Don't opt out browser-accessible endpoints that rely on cookies for authentication. Reserve the opt-out for endpoints that aren't callable from a browser, or are secured by non-cookie authentication such as bearer tokens or API keys.

Escape hatch: disable globally

If the upgrade window is tight and individual fixes will take time, the middleware can be turned off across the entire app with the DisableCsrfProtection configuration key:

{
  "DisableCsrfProtection": true
}

This is an escape hatch, not a recommended end state. Re-enable as soon as CORS and per-endpoint opt-outs are in place.

Warning

The automatic CSRF middleware also satisfies the antiforgery requirement for endpoints that require validation, even when an app doesn't call app.UseAntiforgery().

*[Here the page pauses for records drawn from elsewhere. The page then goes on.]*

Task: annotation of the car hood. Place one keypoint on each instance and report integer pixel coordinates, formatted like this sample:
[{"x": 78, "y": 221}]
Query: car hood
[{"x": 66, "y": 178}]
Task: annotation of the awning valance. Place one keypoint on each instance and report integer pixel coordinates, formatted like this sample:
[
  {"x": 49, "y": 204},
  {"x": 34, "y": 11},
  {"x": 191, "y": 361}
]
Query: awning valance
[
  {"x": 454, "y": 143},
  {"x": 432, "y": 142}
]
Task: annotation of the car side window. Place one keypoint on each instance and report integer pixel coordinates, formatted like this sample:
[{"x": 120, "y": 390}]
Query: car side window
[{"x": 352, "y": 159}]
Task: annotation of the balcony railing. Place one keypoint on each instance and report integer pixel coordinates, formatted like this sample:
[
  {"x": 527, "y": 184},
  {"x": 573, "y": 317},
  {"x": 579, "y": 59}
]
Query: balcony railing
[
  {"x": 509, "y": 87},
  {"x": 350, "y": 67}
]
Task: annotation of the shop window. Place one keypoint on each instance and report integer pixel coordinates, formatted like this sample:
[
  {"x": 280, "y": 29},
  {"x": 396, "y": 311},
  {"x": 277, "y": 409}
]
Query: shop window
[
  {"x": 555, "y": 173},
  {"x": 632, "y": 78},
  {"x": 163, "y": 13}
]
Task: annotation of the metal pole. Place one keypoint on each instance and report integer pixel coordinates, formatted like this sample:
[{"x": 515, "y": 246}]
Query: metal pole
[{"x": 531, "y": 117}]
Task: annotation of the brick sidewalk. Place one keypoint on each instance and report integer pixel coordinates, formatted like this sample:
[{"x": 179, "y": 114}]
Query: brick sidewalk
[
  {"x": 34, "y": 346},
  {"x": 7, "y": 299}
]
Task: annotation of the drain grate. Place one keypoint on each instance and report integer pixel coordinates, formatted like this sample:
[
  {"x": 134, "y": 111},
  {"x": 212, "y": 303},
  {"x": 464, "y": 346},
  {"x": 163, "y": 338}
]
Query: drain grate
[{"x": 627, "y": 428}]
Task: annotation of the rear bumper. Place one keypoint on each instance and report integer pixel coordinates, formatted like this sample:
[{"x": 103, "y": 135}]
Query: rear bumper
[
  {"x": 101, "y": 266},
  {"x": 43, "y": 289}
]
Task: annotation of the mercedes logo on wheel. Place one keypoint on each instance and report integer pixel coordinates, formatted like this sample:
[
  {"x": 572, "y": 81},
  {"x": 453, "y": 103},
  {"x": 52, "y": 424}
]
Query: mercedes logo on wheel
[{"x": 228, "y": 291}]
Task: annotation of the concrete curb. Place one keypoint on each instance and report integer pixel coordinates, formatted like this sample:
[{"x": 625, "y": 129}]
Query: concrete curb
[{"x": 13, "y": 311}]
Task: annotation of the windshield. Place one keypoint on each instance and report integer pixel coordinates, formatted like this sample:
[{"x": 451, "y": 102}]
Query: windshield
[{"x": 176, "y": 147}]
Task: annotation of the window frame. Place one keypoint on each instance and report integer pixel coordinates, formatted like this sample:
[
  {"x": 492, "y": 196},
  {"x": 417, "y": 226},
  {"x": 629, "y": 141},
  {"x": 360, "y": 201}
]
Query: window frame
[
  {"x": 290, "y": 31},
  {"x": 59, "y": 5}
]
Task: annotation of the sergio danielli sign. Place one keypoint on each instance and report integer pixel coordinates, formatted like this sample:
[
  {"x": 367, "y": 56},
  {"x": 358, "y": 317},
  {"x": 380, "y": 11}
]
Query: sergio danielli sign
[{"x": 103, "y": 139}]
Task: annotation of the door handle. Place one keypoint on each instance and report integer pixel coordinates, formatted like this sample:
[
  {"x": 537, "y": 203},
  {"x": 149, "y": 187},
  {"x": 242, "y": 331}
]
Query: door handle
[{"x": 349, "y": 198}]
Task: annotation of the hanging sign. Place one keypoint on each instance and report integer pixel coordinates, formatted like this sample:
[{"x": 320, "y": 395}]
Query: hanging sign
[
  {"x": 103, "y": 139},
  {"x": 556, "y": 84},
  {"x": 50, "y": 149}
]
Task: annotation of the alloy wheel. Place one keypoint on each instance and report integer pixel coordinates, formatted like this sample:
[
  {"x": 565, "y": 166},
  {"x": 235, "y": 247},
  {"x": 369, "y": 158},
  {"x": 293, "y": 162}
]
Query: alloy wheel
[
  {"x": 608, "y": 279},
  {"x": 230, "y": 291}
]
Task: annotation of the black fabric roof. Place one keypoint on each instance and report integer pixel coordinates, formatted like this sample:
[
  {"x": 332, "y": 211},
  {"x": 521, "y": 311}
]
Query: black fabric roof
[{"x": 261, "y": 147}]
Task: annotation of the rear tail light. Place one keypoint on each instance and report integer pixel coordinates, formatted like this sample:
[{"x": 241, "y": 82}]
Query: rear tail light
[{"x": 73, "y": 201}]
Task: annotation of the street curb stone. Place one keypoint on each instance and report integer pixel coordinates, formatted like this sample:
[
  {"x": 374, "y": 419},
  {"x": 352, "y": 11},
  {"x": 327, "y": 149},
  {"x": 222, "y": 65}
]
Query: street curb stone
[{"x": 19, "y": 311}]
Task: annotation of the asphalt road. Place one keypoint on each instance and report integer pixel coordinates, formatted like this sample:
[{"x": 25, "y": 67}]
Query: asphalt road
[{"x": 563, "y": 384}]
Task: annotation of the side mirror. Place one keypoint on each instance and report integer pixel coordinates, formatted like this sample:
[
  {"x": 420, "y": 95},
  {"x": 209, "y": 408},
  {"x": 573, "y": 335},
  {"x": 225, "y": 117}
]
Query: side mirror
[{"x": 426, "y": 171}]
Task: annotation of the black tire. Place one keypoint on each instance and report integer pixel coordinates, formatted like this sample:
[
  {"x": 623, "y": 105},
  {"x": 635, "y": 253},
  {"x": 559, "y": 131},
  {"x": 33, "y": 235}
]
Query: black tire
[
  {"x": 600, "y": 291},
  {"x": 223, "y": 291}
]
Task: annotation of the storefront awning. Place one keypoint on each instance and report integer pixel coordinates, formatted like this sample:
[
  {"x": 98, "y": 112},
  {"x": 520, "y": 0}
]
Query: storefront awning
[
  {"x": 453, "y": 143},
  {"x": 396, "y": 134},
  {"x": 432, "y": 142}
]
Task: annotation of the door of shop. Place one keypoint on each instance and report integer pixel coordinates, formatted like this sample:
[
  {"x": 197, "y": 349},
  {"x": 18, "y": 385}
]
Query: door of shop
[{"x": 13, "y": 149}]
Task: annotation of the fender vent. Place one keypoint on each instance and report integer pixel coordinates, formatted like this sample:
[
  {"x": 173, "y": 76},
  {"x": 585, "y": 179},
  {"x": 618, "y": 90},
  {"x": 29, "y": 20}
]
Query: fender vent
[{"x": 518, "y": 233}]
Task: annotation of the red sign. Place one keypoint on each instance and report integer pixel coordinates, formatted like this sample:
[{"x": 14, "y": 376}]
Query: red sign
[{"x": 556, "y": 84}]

If an app relies on antiforgery but doesn't call app.UseAntiforgery(), disabling the CSRF middleware with DisableCsrfProtection removes the only antiforgery middleware in the pipeline. A request to an endpoint that requires validation then throws an exception. The same is true when the app runs on a host that isn't built with WebApplication, where the CSRF middleware isn't injected. In either configuration, add app.UseAntiforgery() so a middleware is present to validate the request.